Millennials, Men, and a New Consumerism

By Mike Mitchell HSBC did a study on advertising to young urban males, to whom they referred as “Yummies,” a term that needs to die. While the report may have captured some of the attitude shifts and buying trends of that demographic, it makes the mistake of thinking we 20-something-year-old dudes have a lot of cash to burn. We don’t.

The increase in purchases of male grooming and other “non-traditional” products, alongside a decrease in marriage rates, does not imply that young men are choosing to delay having families in order to splurge on themselves. That kind of thinking sounds like it’s coming from Old Economy Steven, the type from the previous generation who didn’t struggle much with systemic unemployment or student debt, and today can’t understand why all these kids are jobless and/or living with their parents.

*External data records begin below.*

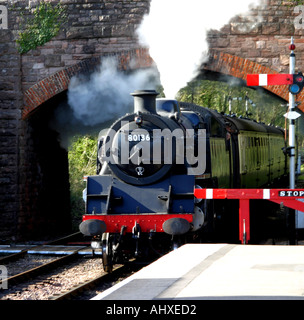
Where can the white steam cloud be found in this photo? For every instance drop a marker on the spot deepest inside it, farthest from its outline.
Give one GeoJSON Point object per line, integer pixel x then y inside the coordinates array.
{"type": "Point", "coordinates": [106, 95]}
{"type": "Point", "coordinates": [175, 31]}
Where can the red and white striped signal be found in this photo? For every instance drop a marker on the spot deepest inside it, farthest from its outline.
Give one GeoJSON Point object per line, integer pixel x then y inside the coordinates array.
{"type": "Point", "coordinates": [269, 79]}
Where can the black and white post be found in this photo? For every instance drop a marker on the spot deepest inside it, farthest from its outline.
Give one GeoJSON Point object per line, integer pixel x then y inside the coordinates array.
{"type": "Point", "coordinates": [291, 137]}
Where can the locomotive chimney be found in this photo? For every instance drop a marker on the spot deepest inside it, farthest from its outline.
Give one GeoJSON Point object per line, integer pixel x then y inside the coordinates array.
{"type": "Point", "coordinates": [145, 101]}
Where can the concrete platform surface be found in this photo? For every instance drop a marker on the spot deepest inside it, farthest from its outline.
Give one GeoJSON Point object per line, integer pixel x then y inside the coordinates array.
{"type": "Point", "coordinates": [217, 271]}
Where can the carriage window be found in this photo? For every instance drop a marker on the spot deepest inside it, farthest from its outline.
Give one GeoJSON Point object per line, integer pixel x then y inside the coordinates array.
{"type": "Point", "coordinates": [216, 129]}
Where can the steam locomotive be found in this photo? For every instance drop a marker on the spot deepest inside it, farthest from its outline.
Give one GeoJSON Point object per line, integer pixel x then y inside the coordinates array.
{"type": "Point", "coordinates": [141, 200]}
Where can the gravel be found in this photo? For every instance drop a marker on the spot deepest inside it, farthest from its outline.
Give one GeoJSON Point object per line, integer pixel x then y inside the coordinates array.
{"type": "Point", "coordinates": [55, 282]}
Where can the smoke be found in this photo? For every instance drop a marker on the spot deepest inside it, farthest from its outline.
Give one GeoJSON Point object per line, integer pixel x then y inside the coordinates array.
{"type": "Point", "coordinates": [106, 95]}
{"type": "Point", "coordinates": [95, 102]}
{"type": "Point", "coordinates": [176, 32]}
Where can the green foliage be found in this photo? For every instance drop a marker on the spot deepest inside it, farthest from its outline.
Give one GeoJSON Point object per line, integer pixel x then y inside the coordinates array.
{"type": "Point", "coordinates": [214, 95]}
{"type": "Point", "coordinates": [42, 26]}
{"type": "Point", "coordinates": [82, 162]}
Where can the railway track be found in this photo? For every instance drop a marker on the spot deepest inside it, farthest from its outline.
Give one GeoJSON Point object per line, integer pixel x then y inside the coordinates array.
{"type": "Point", "coordinates": [99, 283]}
{"type": "Point", "coordinates": [64, 277]}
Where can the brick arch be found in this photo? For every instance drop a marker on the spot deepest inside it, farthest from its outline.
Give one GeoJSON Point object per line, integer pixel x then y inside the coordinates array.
{"type": "Point", "coordinates": [59, 81]}
{"type": "Point", "coordinates": [218, 62]}
{"type": "Point", "coordinates": [239, 67]}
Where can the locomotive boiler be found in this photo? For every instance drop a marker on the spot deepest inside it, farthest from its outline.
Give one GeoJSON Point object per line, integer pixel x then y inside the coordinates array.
{"type": "Point", "coordinates": [141, 200]}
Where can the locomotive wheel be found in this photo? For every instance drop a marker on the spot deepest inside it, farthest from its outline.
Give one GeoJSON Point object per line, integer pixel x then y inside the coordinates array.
{"type": "Point", "coordinates": [107, 255]}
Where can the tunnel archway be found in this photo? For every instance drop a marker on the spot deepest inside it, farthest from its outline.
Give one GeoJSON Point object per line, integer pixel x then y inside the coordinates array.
{"type": "Point", "coordinates": [45, 184]}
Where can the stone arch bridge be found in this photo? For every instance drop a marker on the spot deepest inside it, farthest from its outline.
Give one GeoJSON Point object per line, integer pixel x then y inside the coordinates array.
{"type": "Point", "coordinates": [34, 188]}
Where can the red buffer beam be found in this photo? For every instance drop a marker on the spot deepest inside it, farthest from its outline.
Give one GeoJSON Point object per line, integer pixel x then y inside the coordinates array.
{"type": "Point", "coordinates": [269, 79]}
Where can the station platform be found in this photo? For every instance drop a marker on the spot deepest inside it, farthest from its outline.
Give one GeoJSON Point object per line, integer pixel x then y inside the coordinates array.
{"type": "Point", "coordinates": [217, 272]}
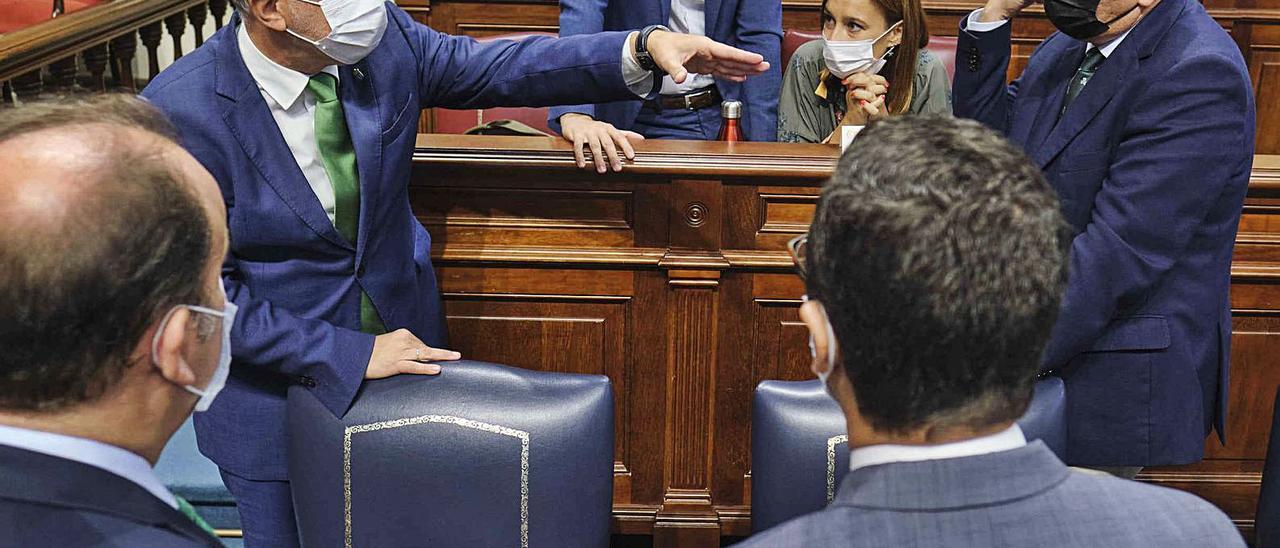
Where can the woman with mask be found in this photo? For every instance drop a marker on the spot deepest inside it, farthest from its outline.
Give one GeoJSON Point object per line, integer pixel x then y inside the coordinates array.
{"type": "Point", "coordinates": [871, 63]}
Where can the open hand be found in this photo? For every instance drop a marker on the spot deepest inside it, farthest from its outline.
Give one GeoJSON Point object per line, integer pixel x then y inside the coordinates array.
{"type": "Point", "coordinates": [400, 352]}
{"type": "Point", "coordinates": [602, 138]}
{"type": "Point", "coordinates": [684, 54]}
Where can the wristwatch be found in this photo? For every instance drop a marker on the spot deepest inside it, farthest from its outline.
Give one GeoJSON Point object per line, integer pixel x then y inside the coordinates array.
{"type": "Point", "coordinates": [643, 49]}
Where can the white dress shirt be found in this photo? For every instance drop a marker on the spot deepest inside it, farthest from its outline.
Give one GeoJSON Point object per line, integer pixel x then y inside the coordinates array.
{"type": "Point", "coordinates": [978, 26]}
{"type": "Point", "coordinates": [99, 455]}
{"type": "Point", "coordinates": [295, 108]}
{"type": "Point", "coordinates": [688, 17]}
{"type": "Point", "coordinates": [1006, 439]}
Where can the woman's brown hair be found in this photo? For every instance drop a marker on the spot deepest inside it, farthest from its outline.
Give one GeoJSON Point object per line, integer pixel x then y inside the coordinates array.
{"type": "Point", "coordinates": [900, 68]}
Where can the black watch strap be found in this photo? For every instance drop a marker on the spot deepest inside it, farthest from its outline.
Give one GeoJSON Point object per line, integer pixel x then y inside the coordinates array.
{"type": "Point", "coordinates": [643, 49]}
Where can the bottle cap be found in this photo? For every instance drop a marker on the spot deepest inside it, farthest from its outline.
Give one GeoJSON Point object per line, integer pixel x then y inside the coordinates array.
{"type": "Point", "coordinates": [731, 109]}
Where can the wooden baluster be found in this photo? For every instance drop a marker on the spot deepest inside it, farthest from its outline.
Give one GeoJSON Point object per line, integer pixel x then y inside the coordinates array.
{"type": "Point", "coordinates": [95, 60]}
{"type": "Point", "coordinates": [177, 24]}
{"type": "Point", "coordinates": [63, 74]}
{"type": "Point", "coordinates": [27, 87]}
{"type": "Point", "coordinates": [199, 14]}
{"type": "Point", "coordinates": [219, 9]}
{"type": "Point", "coordinates": [151, 35]}
{"type": "Point", "coordinates": [122, 60]}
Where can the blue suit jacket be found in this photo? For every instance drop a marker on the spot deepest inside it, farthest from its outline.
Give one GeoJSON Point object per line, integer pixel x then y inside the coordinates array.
{"type": "Point", "coordinates": [749, 24]}
{"type": "Point", "coordinates": [1024, 497]}
{"type": "Point", "coordinates": [48, 501]}
{"type": "Point", "coordinates": [296, 279]}
{"type": "Point", "coordinates": [1151, 164]}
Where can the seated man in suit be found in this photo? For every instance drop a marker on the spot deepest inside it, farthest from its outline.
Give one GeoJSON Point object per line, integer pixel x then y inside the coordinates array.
{"type": "Point", "coordinates": [935, 268]}
{"type": "Point", "coordinates": [115, 324]}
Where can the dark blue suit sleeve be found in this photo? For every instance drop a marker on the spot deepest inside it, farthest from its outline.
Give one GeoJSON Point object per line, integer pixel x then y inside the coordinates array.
{"type": "Point", "coordinates": [759, 30]}
{"type": "Point", "coordinates": [982, 94]}
{"type": "Point", "coordinates": [460, 73]}
{"type": "Point", "coordinates": [1160, 187]}
{"type": "Point", "coordinates": [579, 17]}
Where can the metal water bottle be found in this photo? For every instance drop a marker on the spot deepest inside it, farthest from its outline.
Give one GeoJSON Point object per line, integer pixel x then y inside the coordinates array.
{"type": "Point", "coordinates": [731, 128]}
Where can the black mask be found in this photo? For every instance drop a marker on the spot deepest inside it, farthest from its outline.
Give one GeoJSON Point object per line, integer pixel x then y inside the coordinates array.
{"type": "Point", "coordinates": [1078, 18]}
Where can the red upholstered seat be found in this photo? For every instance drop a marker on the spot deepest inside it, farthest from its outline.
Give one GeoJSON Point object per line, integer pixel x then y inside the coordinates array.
{"type": "Point", "coordinates": [16, 14]}
{"type": "Point", "coordinates": [446, 120]}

The difference is that all other factors are not equal. Today’s young male did not live the same life in the same world as his forerunner Steven, then hit his 20s and decide, solely for reasons of lifestyle, to stop saving for an engagement ring in favor of getting one of those high-end shaving kits.

Indeed, younger generations are no longer richer than their predecessors. So when the millennial male spends, he picks his spots.

What’s interesting is that his spots seem to represent a philosophy of access and sustainability over ownership and luxury. A Mercedes is replaced by a ZipCar, not just for financial reasons but environmental ones. Millennials care about their carbon footprints, and want to use alternative fuels rather than oil and other fossil fuels. They’d rather have a smartphone than a car. They look up to Mark Zuckerberg for creating something of such social importance to their generation, and for still wearing zip-up hoodies despite the wealth it has brought him.

As Dante Atkins writes in The Guardian, we millennials ultimately “make our investments in lifestyle rather than proving a point with flashy luxury brands.”

Guys my age don’t have a ton of money to blow, but would rather look tastefully put-together than ostentatiously rich anyway.